During the Tuesday Club Podcast a couple of nights ago, host, English celebrity, and fervent Arsenal supporter Alan Davies raised an interesting point about Arsenal's recent attacking frustrations, notably for the first 65 minutes of the West Bromwich Albion match and the Blackburn match of the past month. To paraphrase, he suggested that Arsenal would find happiness simply in shooting more often rather than trying a lot of elaborate passing in the penalty area looking for a shot closer in, or as he put it, why try ALWAYS to thread the needle to a precise area the size of your teammate's foot when there's a great yawning 24-foot net in front of you to try to hit instead?
I must admit that my first reaction to this was that it was exactly right, but then I quickly reminded myself that frustration often leads to insistence upon doing the opposite, "common-sense" approach, and then pretty soon your team is playing like Stoke City. However, in this case, the more I thought about it, the more I started to wonder if Arsenal haven't moved too far to one extreme, particularly this season.
First of all, a confession, or maybe a caveat: I LOVE long-range goals. I'd rather see a 30-yard laser than a dancing effort in the box followed by a tap-in. Look, I know that the latter is more difficult. I know that Matt Taylor can score the former, but never the latter. I know. I get that. I'm in the minority here. My favorite non-Arsenal player of all time is Matt le Tissier. My favorite goal ever is this one:
What can I say? This is just how I am. If a player dances a lot before scoring a scorcher, hey, even better (e.g. Samir Nasri against Porto last year, a goal during which I mostly chortled louder and louder before losing it).
So there's that to contend with here. But getting back to Arsenal, one of the main tactical problems that they've been encountering for a good while now is teams determined to pack it in the middle and frustrate passing lanes in and around the penalty area. This is often supplemented by very good defensive efforts such as Christopher Samba's on Saturday. Teams either play this way or look to press Arsenal hard in the midfield, but the latter strategy is more prone to coming undone after a few good turns by Arsenal or as teams tire in the second half.

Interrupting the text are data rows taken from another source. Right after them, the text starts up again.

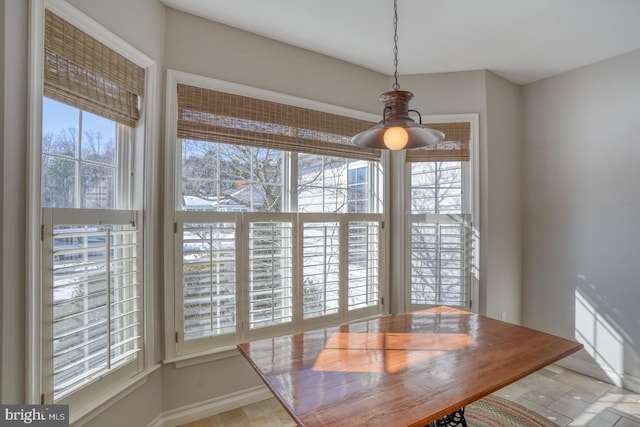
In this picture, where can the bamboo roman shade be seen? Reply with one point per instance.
(80, 71)
(210, 115)
(454, 147)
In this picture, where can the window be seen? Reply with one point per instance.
(278, 220)
(79, 158)
(91, 292)
(440, 222)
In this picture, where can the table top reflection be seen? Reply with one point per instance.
(403, 370)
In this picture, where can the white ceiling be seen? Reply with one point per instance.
(521, 40)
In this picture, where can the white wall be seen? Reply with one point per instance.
(205, 48)
(581, 209)
(501, 213)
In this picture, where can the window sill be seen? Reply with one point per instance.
(203, 357)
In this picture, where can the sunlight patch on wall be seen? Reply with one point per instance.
(600, 339)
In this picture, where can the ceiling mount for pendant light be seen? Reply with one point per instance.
(397, 130)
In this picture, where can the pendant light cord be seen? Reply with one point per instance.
(396, 86)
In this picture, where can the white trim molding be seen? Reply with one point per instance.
(208, 408)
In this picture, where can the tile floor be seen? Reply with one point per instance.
(567, 398)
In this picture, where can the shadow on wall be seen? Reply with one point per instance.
(608, 344)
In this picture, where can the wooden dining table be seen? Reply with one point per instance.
(408, 369)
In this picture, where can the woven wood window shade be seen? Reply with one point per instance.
(81, 71)
(209, 115)
(454, 147)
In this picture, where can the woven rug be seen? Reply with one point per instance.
(493, 411)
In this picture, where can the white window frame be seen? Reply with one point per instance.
(144, 195)
(173, 350)
(470, 207)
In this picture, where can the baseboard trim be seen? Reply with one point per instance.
(596, 371)
(208, 408)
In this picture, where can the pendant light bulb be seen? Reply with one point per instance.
(395, 138)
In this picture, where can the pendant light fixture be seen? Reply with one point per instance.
(397, 130)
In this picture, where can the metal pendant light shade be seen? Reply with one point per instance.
(397, 130)
(388, 133)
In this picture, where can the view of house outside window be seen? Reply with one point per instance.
(218, 180)
(440, 235)
(93, 281)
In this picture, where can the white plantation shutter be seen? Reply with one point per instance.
(95, 299)
(440, 267)
(270, 272)
(320, 268)
(364, 243)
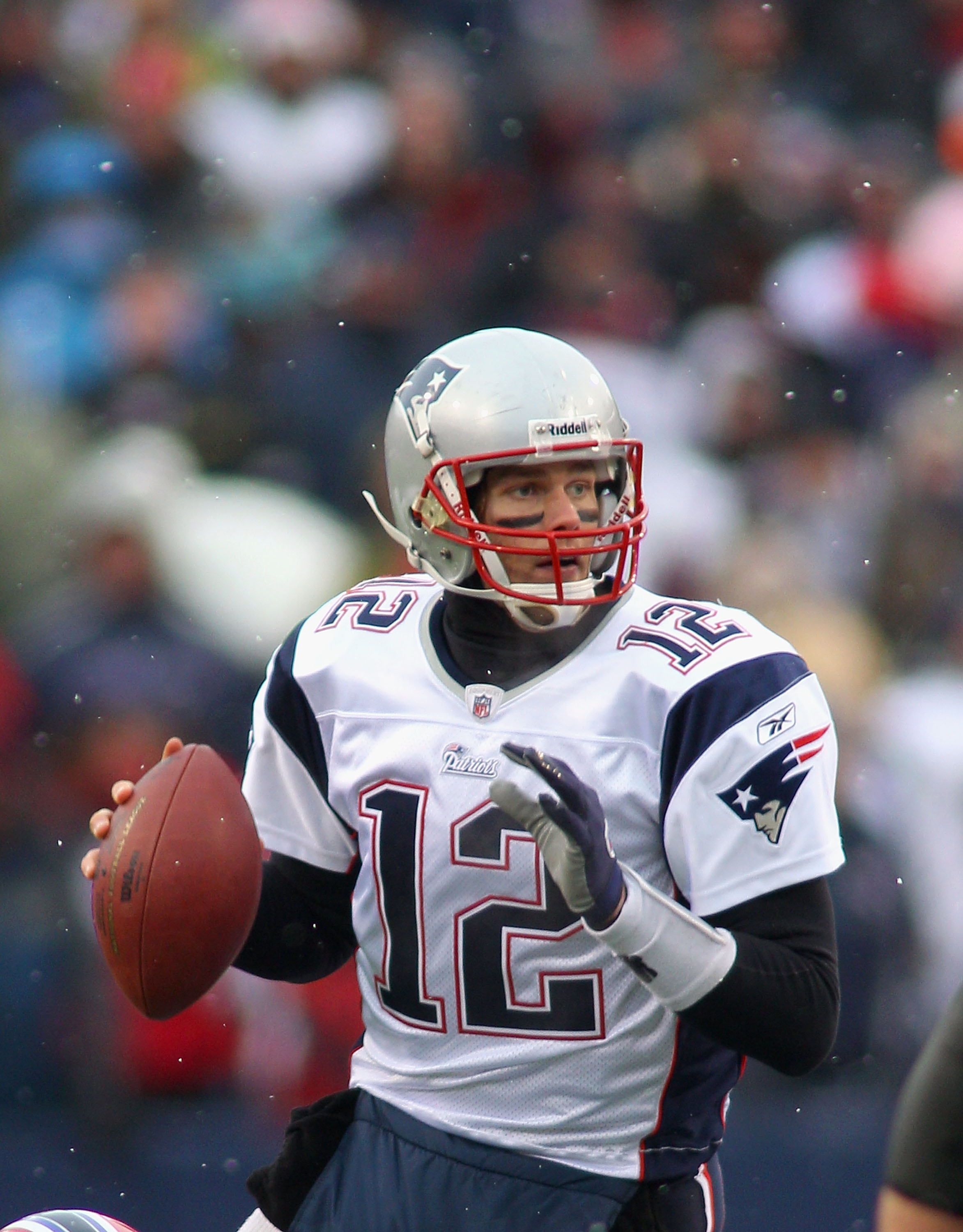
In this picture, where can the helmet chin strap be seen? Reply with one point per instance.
(541, 615)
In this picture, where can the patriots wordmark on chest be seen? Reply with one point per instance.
(765, 793)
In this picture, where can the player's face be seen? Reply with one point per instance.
(552, 496)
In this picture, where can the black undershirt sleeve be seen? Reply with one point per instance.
(303, 927)
(925, 1156)
(780, 1001)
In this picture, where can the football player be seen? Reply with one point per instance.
(577, 834)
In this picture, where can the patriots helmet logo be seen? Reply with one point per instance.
(765, 793)
(423, 386)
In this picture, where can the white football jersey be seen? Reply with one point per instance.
(488, 1008)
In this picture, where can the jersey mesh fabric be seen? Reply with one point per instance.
(488, 1009)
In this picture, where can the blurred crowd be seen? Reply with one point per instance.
(231, 227)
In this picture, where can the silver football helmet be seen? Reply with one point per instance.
(510, 397)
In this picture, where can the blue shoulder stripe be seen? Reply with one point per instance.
(702, 715)
(291, 714)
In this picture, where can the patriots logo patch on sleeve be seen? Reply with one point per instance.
(765, 793)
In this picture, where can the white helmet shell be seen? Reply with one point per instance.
(498, 391)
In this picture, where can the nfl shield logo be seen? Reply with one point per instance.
(483, 700)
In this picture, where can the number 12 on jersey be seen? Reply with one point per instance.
(568, 1004)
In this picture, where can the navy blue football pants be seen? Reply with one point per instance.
(392, 1173)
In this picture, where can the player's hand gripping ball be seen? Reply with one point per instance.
(570, 832)
(178, 883)
(67, 1221)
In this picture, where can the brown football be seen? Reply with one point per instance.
(178, 883)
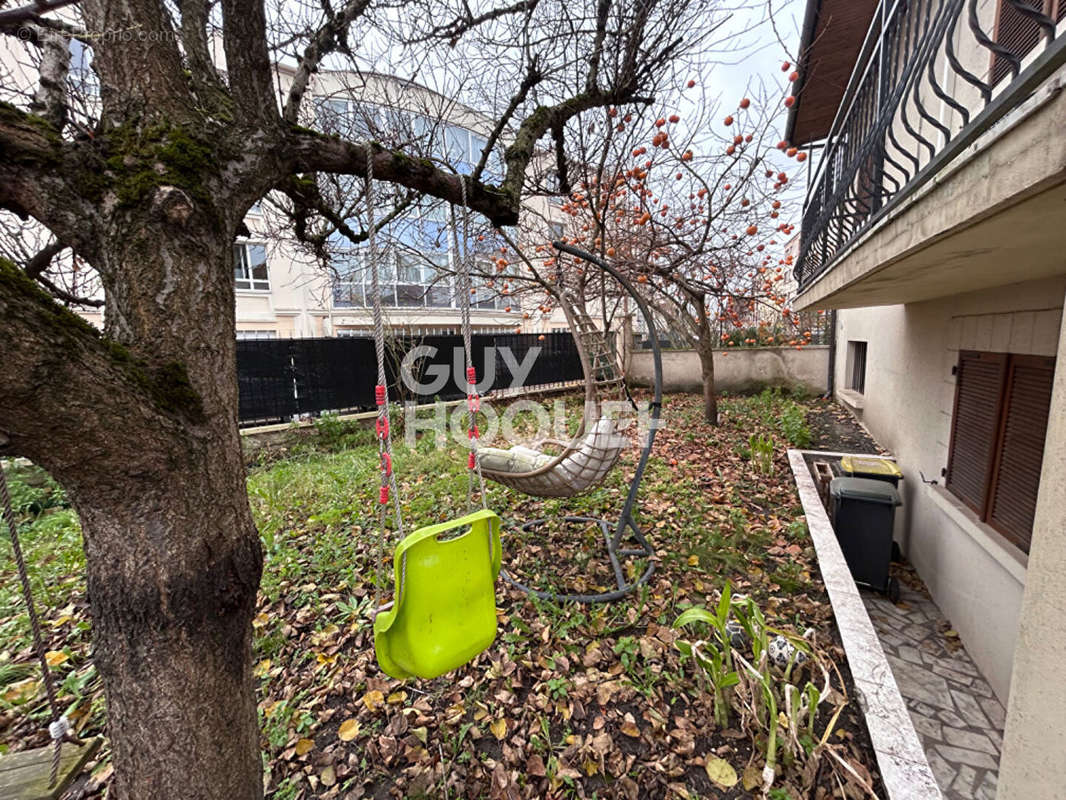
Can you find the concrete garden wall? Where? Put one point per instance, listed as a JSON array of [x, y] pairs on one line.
[[974, 575], [739, 369]]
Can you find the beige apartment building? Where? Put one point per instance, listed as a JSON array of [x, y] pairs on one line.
[[283, 291], [935, 224]]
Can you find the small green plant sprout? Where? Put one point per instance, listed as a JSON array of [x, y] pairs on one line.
[[764, 678], [762, 452], [793, 425], [714, 657]]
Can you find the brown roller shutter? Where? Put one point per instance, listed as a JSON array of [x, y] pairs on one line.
[[979, 401], [1017, 472], [1019, 33]]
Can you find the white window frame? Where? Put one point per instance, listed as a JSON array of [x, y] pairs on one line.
[[243, 262]]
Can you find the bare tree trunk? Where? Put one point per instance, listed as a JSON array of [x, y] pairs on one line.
[[142, 431], [705, 348], [706, 351], [172, 610]]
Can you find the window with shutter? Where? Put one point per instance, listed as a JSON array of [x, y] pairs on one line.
[[1012, 502], [997, 440], [979, 398], [1019, 32]]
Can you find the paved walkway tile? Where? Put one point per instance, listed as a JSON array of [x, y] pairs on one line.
[[955, 713]]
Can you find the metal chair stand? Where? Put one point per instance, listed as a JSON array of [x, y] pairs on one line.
[[615, 541]]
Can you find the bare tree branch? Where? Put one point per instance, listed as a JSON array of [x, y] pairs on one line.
[[324, 42]]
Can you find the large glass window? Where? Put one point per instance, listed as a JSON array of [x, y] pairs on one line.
[[249, 268]]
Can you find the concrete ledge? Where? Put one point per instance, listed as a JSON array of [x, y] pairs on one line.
[[738, 369], [904, 769], [852, 398]]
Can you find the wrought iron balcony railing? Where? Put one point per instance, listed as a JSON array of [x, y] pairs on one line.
[[932, 77]]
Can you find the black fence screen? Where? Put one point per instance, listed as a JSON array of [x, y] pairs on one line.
[[279, 379]]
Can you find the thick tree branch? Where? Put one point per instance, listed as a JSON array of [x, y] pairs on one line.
[[247, 57], [39, 261], [194, 18], [50, 99], [455, 29], [309, 152], [65, 385], [30, 12], [529, 81], [39, 177], [308, 200], [328, 37]]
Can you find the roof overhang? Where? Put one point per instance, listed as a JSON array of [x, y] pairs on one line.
[[832, 41]]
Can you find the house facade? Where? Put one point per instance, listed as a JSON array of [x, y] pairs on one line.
[[283, 290], [935, 227]]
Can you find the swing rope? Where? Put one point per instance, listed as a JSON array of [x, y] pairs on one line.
[[388, 480], [59, 728], [473, 399]]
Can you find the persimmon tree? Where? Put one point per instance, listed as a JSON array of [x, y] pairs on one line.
[[693, 207], [188, 125]]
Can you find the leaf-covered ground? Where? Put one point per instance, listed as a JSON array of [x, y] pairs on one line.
[[569, 701]]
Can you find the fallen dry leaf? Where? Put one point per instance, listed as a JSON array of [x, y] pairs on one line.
[[349, 730], [721, 772]]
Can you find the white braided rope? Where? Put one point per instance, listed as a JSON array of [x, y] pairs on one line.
[[466, 288], [388, 481]]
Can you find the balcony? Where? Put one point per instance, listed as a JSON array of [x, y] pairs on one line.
[[945, 157]]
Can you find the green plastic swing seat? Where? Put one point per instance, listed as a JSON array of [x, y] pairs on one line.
[[445, 609]]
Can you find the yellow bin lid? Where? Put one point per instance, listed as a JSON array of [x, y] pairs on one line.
[[869, 465]]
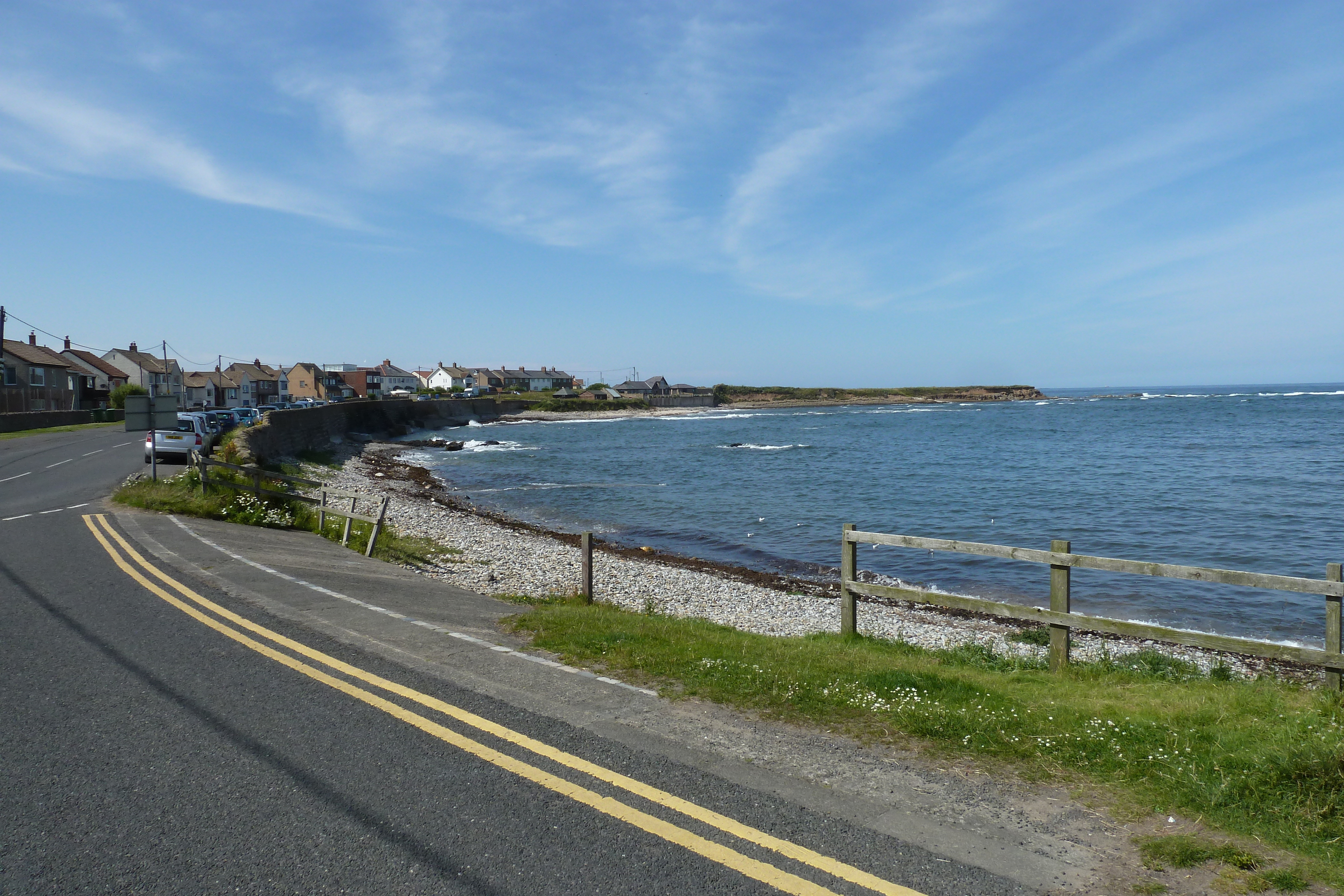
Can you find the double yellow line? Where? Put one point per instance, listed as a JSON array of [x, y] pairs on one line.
[[778, 878]]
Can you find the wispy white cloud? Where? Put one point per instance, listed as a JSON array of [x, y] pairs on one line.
[[764, 226], [60, 133]]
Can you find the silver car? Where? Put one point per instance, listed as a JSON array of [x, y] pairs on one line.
[[179, 444]]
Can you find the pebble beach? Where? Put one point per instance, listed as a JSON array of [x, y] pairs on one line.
[[490, 557]]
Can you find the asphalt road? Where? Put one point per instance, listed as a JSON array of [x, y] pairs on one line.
[[49, 473], [147, 750]]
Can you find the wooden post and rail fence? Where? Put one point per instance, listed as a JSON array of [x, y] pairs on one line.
[[325, 504], [1062, 620]]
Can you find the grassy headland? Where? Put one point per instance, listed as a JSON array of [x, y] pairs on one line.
[[1260, 758]]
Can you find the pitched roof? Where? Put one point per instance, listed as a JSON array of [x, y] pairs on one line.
[[149, 362], [92, 360], [388, 369], [255, 371], [205, 378], [40, 355]]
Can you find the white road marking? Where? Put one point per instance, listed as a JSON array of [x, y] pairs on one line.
[[405, 618]]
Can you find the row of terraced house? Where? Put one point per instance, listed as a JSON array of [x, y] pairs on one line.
[[38, 378]]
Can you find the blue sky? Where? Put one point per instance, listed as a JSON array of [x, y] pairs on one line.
[[884, 194]]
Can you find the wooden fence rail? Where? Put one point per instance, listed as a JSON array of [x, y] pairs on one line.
[[1061, 617], [325, 507]]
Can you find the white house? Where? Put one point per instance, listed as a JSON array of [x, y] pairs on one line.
[[451, 378]]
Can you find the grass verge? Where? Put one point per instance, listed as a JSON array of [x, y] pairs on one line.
[[57, 429], [182, 495], [1257, 758]]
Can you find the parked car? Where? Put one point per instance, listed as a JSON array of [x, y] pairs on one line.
[[181, 442]]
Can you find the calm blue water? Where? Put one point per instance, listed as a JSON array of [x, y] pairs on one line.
[[1245, 477]]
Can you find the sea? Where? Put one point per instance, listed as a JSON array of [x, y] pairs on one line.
[[1240, 477]]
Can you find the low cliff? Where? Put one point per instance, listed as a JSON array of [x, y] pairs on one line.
[[290, 432]]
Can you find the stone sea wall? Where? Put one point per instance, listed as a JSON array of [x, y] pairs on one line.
[[294, 430]]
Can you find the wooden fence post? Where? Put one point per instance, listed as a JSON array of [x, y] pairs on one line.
[[1060, 602], [378, 527], [1334, 573], [849, 569], [345, 538], [587, 575]]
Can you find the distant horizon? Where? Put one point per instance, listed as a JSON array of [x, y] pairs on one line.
[[955, 191]]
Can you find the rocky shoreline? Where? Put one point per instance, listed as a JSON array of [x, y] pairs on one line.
[[493, 554]]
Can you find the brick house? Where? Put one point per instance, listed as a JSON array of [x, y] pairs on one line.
[[36, 379]]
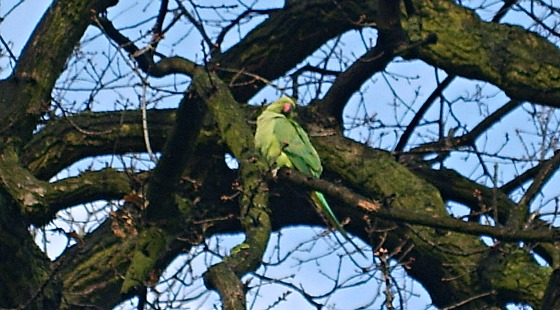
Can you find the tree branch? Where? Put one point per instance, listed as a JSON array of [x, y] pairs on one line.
[[496, 53]]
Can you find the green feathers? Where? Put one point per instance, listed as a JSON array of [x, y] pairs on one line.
[[284, 143]]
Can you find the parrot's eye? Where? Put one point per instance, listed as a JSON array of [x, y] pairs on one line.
[[287, 108]]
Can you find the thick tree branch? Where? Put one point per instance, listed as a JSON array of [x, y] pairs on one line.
[[491, 52]]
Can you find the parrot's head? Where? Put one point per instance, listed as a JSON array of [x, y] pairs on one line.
[[284, 105]]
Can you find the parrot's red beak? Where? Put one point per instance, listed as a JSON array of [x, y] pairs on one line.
[[287, 108]]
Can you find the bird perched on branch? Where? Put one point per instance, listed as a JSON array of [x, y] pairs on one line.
[[284, 143]]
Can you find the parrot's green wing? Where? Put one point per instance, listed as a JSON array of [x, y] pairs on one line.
[[284, 143], [297, 147]]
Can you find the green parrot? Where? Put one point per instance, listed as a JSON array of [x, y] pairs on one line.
[[284, 143]]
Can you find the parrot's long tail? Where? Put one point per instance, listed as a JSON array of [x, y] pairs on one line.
[[321, 203]]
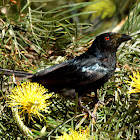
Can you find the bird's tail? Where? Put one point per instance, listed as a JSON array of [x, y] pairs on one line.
[[16, 73]]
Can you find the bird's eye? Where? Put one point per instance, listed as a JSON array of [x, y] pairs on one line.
[[106, 38]]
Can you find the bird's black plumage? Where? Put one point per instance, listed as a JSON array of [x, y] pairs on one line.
[[85, 73]]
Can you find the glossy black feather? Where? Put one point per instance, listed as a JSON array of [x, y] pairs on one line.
[[85, 73]]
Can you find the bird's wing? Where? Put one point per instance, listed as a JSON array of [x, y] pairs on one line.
[[71, 73]]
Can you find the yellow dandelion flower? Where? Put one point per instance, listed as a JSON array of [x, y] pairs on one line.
[[30, 98], [76, 135], [135, 84]]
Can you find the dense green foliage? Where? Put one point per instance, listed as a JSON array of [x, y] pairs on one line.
[[37, 34]]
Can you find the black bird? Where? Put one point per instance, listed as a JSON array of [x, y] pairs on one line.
[[83, 74]]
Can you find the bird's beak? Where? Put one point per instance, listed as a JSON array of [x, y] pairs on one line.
[[124, 37]]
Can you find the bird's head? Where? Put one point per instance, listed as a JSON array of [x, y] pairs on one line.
[[111, 40]]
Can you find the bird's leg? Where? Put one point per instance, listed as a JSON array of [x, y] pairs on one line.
[[95, 109], [86, 109]]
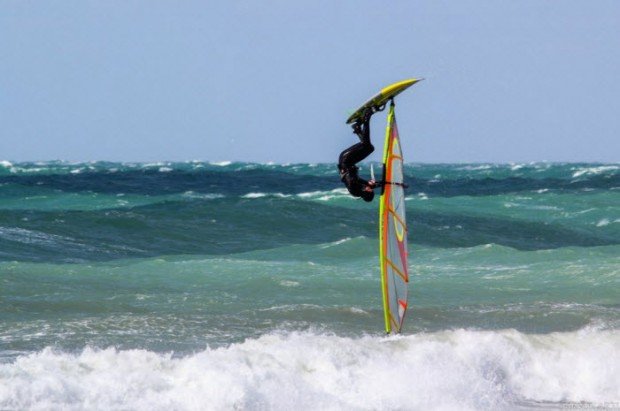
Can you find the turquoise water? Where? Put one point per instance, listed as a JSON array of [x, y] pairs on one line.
[[233, 285]]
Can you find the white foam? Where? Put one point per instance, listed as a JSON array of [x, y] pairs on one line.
[[450, 370], [220, 163], [594, 170], [254, 195]]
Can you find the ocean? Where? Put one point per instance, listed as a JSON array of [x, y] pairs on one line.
[[197, 285]]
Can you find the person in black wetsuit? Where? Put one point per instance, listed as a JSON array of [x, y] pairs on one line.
[[348, 159]]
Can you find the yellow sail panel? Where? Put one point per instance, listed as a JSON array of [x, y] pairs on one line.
[[393, 231]]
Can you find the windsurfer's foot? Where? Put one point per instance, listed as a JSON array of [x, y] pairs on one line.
[[367, 113]]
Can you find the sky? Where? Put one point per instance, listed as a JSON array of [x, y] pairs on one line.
[[275, 80]]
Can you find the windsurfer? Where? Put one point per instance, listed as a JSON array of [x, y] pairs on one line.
[[348, 159]]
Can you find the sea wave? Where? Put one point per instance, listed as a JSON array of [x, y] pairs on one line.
[[459, 369]]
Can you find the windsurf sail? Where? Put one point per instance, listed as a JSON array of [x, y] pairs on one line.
[[393, 230]]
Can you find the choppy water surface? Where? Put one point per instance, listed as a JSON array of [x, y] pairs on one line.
[[234, 285]]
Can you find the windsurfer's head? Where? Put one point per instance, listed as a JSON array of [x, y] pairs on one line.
[[368, 195]]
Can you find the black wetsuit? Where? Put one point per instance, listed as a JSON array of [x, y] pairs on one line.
[[353, 155]]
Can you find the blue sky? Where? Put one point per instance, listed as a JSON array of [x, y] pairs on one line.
[[506, 81]]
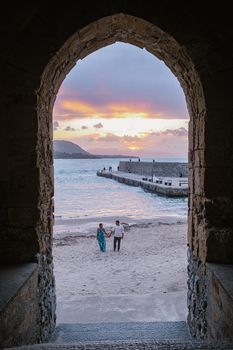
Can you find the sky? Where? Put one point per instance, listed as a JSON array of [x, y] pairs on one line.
[[122, 100]]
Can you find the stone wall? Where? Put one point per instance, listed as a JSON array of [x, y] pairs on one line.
[[36, 55], [158, 168], [19, 306], [210, 303]]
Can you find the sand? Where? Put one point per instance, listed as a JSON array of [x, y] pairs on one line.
[[149, 273]]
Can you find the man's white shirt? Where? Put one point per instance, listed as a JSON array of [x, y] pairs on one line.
[[118, 231]]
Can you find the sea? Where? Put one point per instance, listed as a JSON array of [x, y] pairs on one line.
[[81, 194]]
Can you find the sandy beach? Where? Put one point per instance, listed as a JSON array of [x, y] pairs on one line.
[[145, 281]]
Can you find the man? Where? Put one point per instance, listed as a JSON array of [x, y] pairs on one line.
[[118, 233]]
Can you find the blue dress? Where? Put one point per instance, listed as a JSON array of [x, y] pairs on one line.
[[101, 240]]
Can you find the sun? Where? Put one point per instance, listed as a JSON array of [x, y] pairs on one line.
[[134, 148]]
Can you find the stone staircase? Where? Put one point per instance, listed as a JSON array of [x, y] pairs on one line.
[[125, 336]]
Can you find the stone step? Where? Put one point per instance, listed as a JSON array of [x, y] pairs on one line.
[[121, 331], [132, 345]]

When the opposition clogs the area in this way, Arsenal often attack with more width in an effort to create some space again. If this width takes the form of short passes from outside to in, Arsenal can usually find some room to maneuver. However, sometimes, as on Saturday, width only equals crossing, which isn't particularly useful when the man at the end of said crosses is Robin van Persie, and certainly not when he's Andrei Arshavin, as last year. This "plan B" for Arsenal's attack doesn't really work. Note the unsuccessful passes from the weekend, of which there weren't many, really:
Although a few crosses were successful, most were not. Even the "successful" ones weren't the most successful, really.
So the question, then, I guess, is "is there a plan 'C'"? I submit that there is, and that it involves something that Arsenal were actually very good at last year: clanging them towards goal from distance.
Many of those long-range goals were the work of a Mr. Thomas Vermaelen, and while he has been out for all but three matches this year, Arsenal are not bereft of players capable of cannoning a shot. van Persie, Tomas Rosicky, Arshavin, Nasri, Cesc Fabregas, and Nicklas Bendtner have all shown the ability to crush the ball.
Taking long range shots, too, could prove to have tactical benefits. If the opposition gets used to an Arsenal that will shoot (no pun intended, I don't think, anyway) from anywhere, they cannot sit and allow shots to just come. They will have to move out from the area and look to cut off not only passing lanes, but shooting lanes. They will have to press harder outside of the penalty area, perhaps.
What do you think? Would Arsenal benefit from more shots from distance, even if they statistically are less likely to score with a 25-yard effort than an eight-yard tap-in after five passes?